The fact that I have to ask someone whether Gavin Tremlett's paintings are totally his own (and not some classical reworking) suggests that his style is a pretty near perfect classical rendition. If he'd gone with a kind of Chapman Brothers-style artistic modification I would not have been keen. But Gavin's works – on show this winter at Charlie Smith London – are in fact built from scratch in a lengthy process of layering and disguising, using oil, charcoal and graphite. Gustave Courbet is one obvious influence.
Gavin is clearly a talented painter and draughtsman and will gladly show this off; his style in parts is verging on photo-realistic, but he's painstakingly removed areas, left parts unfinished and created something which essentially is quite creepy. If you look closely they just aren't quite right. In one painting of a girl's face, everything is perfect except her left eye which is slightly misaligned and wrongly angled and left partly unfinished, leaving her with a disturbing finish. This is clearly no technical fault and as you move into a smaller room at the back of the gallery his intentions are more clearly reiterated. Faces look as though their distortion might melt them off the canvas and one girl's eye peeps out at you over swollen cheeks, carefully created through a lack of shading or adding of a facial boundary where it should not be.
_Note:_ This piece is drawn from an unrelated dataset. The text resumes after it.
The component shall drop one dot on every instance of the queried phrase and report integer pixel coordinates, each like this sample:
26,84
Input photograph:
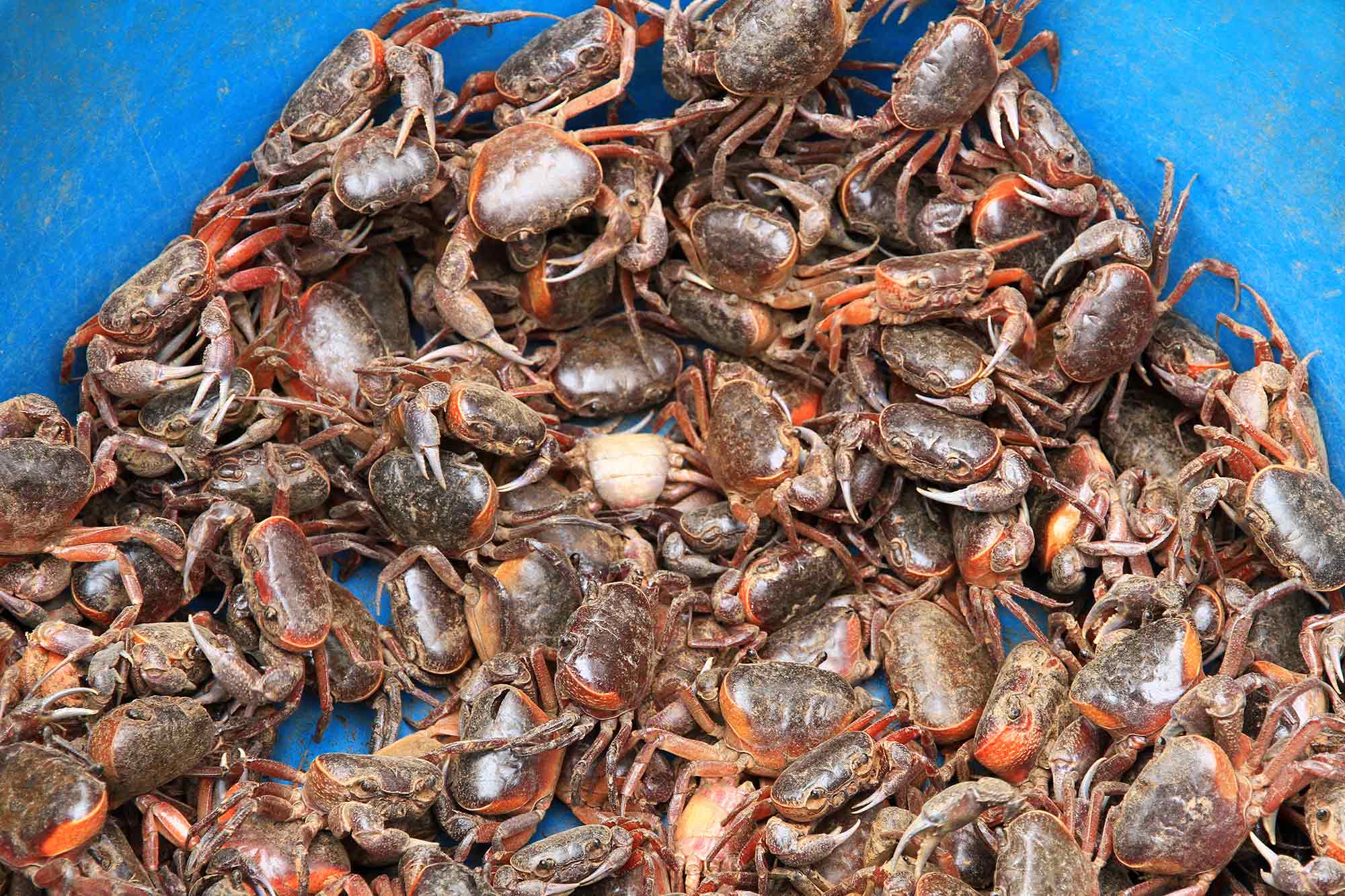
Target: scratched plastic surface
118,118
Then there's an added twist: these classically styled pieces are in fact inspired by pornographic poses. Move over Courbet and make way for Robert Mapplethorpe. Or just sit quietly together. Tremlett has cleverly worked in a contradiction, a strange kind of entwining of opposites: innocent, yet promiscuous, their glares inviting, yet frightening. And all titled 'Amusement', numbered 1 to 11. Is this the amusement of the artist with his clever little japes? Or the amusement of the sitter inviting you in and then mocking you quietly from behind the screen with your voyeuristic advances? Ha ha ha.
One might associate pornography with exploitation but these youthful subjects seem to possess both power and cunning. Some are wistfully beautiful, others entirely unsettling, and I don't know how I'm meant to feel. But I just can't help but look, examining Tremlett's revealings and concealings and trying to glean some understanding from these bizarre and provocative human visions.
'Amusements' is on at Charlie Smith London from Friday the 10th of December to Saturday the 29th of January 2011.